La notion de juridification insiste ainsi sur le caractère fondateur et englobant du droit, devenu constitutif du lien social. Elle présente le droit comme une matrice de la vie en société, dont il oriente le fonctionnement. Ce faisant, elle évite de réduire le monde du droit à celui des cours et des tribunaux. Appliquée aux mouvements sociaux, elle envisage la possibilité d’autres articulations, dans lesquelles le droit interviendrait en amont des mobilisations et en influencerait tant les modalités que les revendications. Cette notion poursuit ainsi la voie ouverte par Stuart A. Scheingold dans l’ouvrage fondateur The Politics of Rights : Lawyers, Public Policy and Political Change (2004), même si cet auteur l’a ensuite partiellement abandonnée pour se consacrer à l’étude de la litigation et des formes d’activisme des professionnels du droit. En effet, selon Scheingold, « la loi est réelle, mais elle est aussi le produit de notre imagination. Comme toutes les institutions fondamentales, elle jette une ombre de croyance populaire qui peut finalement être plus significative, même si plus difficile à comprendre, que les autorités, les règles et les pénalités que l’on associe en général au droit » (p. 3). Scheingold ouvre ainsi la porte à l’analyse du droit comme matrice. Cette dimension apparaît d’autant plus clairement lorsqu’il lui applique la notion d’idéologie telle que définie par Clifford Geertz, selon laquelle le droit fournit « un cadre symbolique dans les termes duquel formuler, réfléchir et réagir à des problèmes politiques » (cité par Scheingold, p. 14).
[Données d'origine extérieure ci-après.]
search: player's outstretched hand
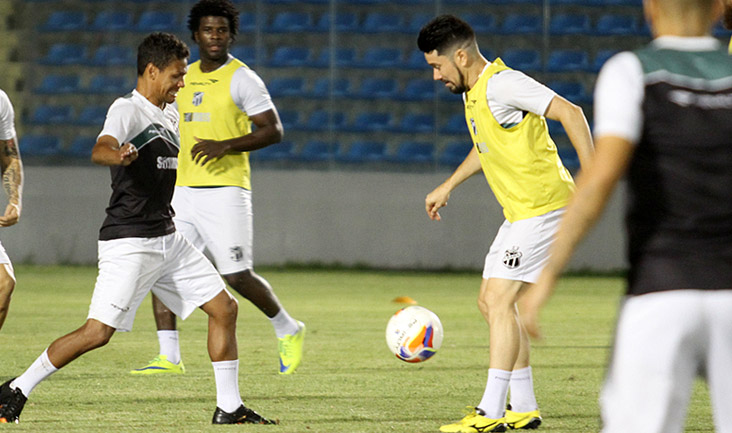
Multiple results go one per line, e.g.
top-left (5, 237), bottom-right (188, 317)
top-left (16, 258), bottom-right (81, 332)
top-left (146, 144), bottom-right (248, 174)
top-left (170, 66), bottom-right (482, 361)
top-left (424, 185), bottom-right (450, 221)
top-left (0, 203), bottom-right (20, 227)
top-left (191, 137), bottom-right (229, 166)
top-left (119, 143), bottom-right (139, 166)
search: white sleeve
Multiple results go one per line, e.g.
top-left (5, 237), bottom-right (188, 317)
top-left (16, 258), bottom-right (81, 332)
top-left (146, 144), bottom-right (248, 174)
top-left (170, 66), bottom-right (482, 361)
top-left (486, 69), bottom-right (556, 116)
top-left (0, 90), bottom-right (15, 140)
top-left (594, 51), bottom-right (645, 143)
top-left (97, 98), bottom-right (137, 146)
top-left (231, 67), bottom-right (275, 116)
Dans un article récent, Jérôme Pélisse a aussi tenté de s’écarter de la notion de judiciarisation comme seule manière d’analyser les rapports entre droit et mobilisation en proposant le concept de juridicisation. À partir de l’examen des formes récentes de régulation des conflits au travail, il définit la juridicisation comme « le recours accru au droit dans les interactions ordinaires des relations de travail » (2009 : 73)[2] et précise qu’il s’agit d’une condition nécessaire mais non suffisante de la judiciarisation, distinguant clairement ces deux phénomènes. Il souligne aussi que la juridicisation implique la transformation du droit en « maxime d’action » (p. 76), c’est-à-dire « la pénétration pratique des règles juridiques dans les motifs d’action » (p. 81). Toutefois, s’il traite ainsi de formes symboliques et cognitives du rapport au droit, Pélisse appréhende surtout ce dernier comme un ensemble de règles et de textes. À l’inverse, la notion de juridification, en insistant sur le rôle matriciel du droit pour l’action collective, considère plutôt celui-ci comme un système de pensée nécessitant une certaine logique de raisonnement et s’appuyant sur un imaginaire spécifique. Elle sous-entend que le droit soit devenu le principal référent à la base de l’élaboration de certaines revendications et de la grammaire utilisée pour les formuler.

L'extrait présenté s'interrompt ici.